Visit our ETF Hub for investor news and education, market updates and analysis and easy-to-use tools to help you select the right ETFs.
Cut-throat price competition among tracker fund providers is fuelling the war on fees across Europe’s investment industry with active managers joining their passive counterparts in axing fees to attract new investors and retain existing clients.
Fees for exchange traded funds have fallen by 30 per cent over the past three years while index-tracking mutual fund fees have dropped by about 35 per cent, according to Fitz Partners, a London-based consultancy.
Traditional active fund managers have responded with offers of “early bird” discounts to attract investors to new fund launches and introducing more “sliding scale” arrangements where fees are reduced when a client’s assets pass a certain minimum.
“Getting fund pricing right is vital. More managers are innovating with a variety of tools to make their fund pricing more attractive to investors. The introduction of value-for-money reports has also increased the focus on fees,” said Hugues Gillibert, Fitz Partners' chief executive. He was referring to assessments that fund managers have been required to produce since the start of this year by the Financial Conduct Authority in the UK.
A third of fund managers based in Luxembourg and Ireland now offer ‘early-bird’ share classes with management fee discounts averaging 47 per cent.
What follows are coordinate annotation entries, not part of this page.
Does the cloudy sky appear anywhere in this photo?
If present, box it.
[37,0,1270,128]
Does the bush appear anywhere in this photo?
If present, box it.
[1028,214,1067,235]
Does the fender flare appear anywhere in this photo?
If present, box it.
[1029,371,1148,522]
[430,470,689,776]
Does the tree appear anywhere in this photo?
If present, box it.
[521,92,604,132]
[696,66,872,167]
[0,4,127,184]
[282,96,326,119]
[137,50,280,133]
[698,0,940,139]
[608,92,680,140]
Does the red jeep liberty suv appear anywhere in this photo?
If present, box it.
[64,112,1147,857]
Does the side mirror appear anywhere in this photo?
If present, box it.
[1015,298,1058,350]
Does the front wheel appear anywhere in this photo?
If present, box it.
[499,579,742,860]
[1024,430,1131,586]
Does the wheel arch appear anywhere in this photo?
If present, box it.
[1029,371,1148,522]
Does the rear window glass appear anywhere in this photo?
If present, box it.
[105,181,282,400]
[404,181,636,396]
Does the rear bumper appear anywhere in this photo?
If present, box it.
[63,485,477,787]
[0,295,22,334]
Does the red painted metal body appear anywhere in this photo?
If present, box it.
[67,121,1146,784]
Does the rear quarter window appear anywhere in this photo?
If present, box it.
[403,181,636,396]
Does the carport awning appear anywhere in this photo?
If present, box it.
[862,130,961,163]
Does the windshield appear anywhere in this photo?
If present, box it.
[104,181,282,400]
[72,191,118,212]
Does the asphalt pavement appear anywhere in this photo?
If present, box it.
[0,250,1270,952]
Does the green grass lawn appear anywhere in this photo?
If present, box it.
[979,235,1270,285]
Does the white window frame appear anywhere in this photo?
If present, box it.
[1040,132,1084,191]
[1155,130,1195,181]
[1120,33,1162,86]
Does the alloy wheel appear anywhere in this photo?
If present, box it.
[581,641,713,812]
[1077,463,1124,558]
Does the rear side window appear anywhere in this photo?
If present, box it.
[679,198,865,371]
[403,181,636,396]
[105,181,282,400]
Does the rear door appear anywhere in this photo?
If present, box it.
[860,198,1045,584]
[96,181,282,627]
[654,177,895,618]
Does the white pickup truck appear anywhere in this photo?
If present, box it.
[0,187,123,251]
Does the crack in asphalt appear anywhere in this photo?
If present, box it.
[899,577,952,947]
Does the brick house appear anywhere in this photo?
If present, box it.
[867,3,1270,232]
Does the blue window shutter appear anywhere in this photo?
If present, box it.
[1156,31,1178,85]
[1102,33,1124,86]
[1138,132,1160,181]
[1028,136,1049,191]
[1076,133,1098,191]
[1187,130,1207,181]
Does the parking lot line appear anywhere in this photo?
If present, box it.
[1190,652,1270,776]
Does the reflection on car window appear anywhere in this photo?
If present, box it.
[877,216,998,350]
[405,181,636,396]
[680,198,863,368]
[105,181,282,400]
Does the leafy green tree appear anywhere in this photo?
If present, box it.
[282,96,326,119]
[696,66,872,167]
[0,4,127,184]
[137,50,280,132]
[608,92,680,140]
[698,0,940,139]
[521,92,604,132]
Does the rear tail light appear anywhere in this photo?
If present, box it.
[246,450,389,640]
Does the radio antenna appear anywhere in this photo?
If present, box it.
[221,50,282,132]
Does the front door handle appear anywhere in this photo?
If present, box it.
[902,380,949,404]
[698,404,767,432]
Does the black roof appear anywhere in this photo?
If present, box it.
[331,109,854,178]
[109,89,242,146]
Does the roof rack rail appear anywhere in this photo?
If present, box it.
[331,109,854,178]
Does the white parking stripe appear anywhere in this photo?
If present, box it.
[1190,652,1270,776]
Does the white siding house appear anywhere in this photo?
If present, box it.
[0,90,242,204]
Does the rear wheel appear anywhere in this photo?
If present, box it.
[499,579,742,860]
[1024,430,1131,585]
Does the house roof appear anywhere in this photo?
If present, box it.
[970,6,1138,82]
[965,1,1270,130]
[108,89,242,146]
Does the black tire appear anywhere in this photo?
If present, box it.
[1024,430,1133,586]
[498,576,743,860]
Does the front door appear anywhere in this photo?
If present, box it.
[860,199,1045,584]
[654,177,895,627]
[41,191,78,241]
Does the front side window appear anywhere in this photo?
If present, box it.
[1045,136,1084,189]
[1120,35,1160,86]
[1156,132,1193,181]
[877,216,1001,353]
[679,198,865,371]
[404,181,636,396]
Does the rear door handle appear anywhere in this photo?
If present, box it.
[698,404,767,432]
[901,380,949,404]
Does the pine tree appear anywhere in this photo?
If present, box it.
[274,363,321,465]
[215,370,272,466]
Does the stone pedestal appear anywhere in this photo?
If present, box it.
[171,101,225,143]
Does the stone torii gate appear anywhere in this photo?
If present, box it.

Fewer UK-based managers, just 14 per cent, have started to offer such schemes.
“The reduced fees are often material and very welcome provided they continue indefinitely,” said Peter Sleep, a senior portfolio manager at 7IM, a wealth manager. “It is difficult to get money into a new fund as it does not have a long track record. This is made harder by the refusal of many fund buyers to look at anything with less than £100m in assets,” he added.
The number of fund share classes providing fee discounts on a “sliding scale” has increased by about 60 per cent over the past three years but just 14 managers, including Schroders, M&G and AB, have introduced these arrangements.
Mr Gillibert said he expected the intense competition on fees to drive more fund companies to re-examine their spending on custody, legal, audit and administrative services to achieve savings, because it was proving difficult to reduce the costs associated with core investment management functions.
“Investment teams can walk if they see their budget getting reduced,” said Mr Gillibert.
Fee cuts are planned over the next 12 months by 52 per cent of fund managers, according to a survey of 50 senior investment industry executives overseeing $18tn in assets, published last week by Brown Brothers Harriman.
“The fee war is escalating,” said Chris Remondi, global head of relationship management and capital markets at BBH.
The BBH survey also highlighted the pressure from fee competition on other cost centres. With staff across many investment companies still working from home because of the coronavirus pandemic, half of the asset managers surveyed by BBH said they wanted to reduce spending on real estate. Almost a third planned to outsource middle office and data management functions to specialised providers to save costs.